Malware Journey Day 13
Ive been struggling with unpacking process hollowing. The below screenshots will hopefully show some progress.
Process Hollowing usually has 2 executables. The first executable starts a legit process, then itll suspend the process. The 2nd executable then wipes the legit executable from process memory. Eventually itll write the malicious executable into memory.
So the common API functions are
CreateProcessA VirtualAllocEx and WriteProcessMemory. These are the main functions of my concern. Though there are plenty more. Also CreateProcessA could be a good indication for process hollowing. Remeber that the 4 Flag in CreateProcessA is what to look out for.
GetTreadContext is also needed and itll fetch the handle from CreateProcessA.
Also once a process is unmapped, WriteProcessMemory is used to write the header and sections.
— — — — — — — — — — — — — — — — — — — — — — — — — — — — — — — — — — — — — —
OSIRIS.EXE
For Process Doppel ganging, which is similar to the above I mentioned. But the APIs I will bp is NtCreateThreadEx,VirtualAlloc, and VirtualProtect.
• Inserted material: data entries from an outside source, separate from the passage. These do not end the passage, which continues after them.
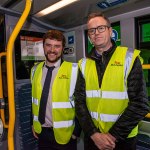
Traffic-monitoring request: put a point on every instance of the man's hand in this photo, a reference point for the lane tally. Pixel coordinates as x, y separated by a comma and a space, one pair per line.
103, 141
34, 134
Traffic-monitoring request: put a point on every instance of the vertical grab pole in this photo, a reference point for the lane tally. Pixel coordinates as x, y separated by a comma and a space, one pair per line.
2, 114
146, 66
10, 74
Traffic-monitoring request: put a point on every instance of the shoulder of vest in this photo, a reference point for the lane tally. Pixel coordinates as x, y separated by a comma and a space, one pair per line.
34, 68
70, 63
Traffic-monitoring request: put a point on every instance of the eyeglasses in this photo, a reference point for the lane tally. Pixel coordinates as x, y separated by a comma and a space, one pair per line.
100, 29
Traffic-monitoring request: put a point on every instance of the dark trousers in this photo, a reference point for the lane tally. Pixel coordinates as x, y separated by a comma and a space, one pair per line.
128, 144
47, 141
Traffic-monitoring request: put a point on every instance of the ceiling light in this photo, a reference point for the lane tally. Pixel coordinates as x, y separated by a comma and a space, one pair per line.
54, 7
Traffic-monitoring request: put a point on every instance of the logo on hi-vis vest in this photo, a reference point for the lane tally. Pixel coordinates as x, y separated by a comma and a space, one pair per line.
116, 63
63, 76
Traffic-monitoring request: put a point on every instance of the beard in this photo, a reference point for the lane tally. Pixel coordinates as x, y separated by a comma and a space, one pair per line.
52, 60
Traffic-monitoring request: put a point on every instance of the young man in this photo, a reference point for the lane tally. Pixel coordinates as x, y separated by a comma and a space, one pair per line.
53, 83
110, 95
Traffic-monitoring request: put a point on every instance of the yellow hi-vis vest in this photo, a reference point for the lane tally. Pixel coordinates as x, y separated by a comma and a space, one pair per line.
108, 102
63, 112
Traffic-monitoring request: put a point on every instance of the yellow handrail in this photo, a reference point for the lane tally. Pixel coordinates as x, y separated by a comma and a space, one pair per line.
2, 114
146, 66
10, 76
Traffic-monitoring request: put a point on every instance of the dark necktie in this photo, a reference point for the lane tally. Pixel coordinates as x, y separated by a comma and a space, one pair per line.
44, 96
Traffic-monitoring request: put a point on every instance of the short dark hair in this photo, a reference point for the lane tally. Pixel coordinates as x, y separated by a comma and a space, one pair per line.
98, 14
55, 34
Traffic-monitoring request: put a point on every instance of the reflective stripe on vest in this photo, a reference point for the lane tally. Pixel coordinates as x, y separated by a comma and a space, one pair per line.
106, 94
63, 104
35, 101
104, 117
63, 124
73, 80
112, 94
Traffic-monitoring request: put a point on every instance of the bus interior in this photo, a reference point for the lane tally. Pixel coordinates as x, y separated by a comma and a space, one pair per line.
22, 26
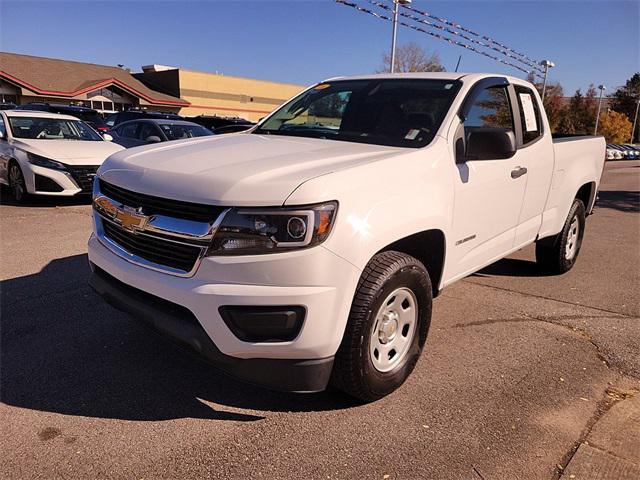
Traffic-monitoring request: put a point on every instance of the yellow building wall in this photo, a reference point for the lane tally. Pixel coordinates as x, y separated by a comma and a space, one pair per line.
222, 95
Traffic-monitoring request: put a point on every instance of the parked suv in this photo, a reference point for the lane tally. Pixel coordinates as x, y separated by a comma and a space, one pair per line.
88, 115
120, 117
142, 132
308, 250
44, 153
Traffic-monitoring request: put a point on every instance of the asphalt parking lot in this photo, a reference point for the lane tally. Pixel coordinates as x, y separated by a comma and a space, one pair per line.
518, 370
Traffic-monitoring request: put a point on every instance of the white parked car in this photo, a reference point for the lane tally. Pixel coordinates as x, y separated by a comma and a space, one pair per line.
308, 249
44, 153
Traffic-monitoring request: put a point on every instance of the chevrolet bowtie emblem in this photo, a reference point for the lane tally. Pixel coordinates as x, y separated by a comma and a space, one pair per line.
130, 219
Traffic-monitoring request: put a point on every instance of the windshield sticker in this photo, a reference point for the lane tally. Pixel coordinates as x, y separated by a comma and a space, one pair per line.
530, 122
413, 133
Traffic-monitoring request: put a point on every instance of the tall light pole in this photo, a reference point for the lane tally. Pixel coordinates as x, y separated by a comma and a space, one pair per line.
602, 88
635, 120
396, 4
547, 64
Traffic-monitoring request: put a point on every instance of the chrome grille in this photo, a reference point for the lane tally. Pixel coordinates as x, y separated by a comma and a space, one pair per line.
171, 244
83, 175
156, 205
I am just trying to unpack currently.
When returning from CreateProcessInternalW, I see the executable is suspending wermgr.exe.
Looks like it is an existing process
Later on in my debugging I notice it is calling NtCreateFile
Goal is to find the file name through NtCreateFile
Looks like I found it mapping the data to a process memory
Note the section handle and what I am passing into NtCreateFile.
1cc
After dumping the 3rd arg from NtCreateFile it appears I have the wermgr code
The above is the mapped code.
After going through each call to the executable I find this.
Looks like its creating a file path
Jumping to the allocating region of memory, I dump the address
Now I found a file handle
I hit an API for CreateFile. It appears from the below image im writing to the handle 0x1c4
After dumping the 5th arg for CreateFile I find the unpacked exe.
We can tell by looking at the amount of section headers
Again to confirm, I know this is process dopplerganing since I see the transaction id.
All transaction functions are being called. And then eventually being closed.
Seems like CreateFileTransactionW is the bp to lookout for.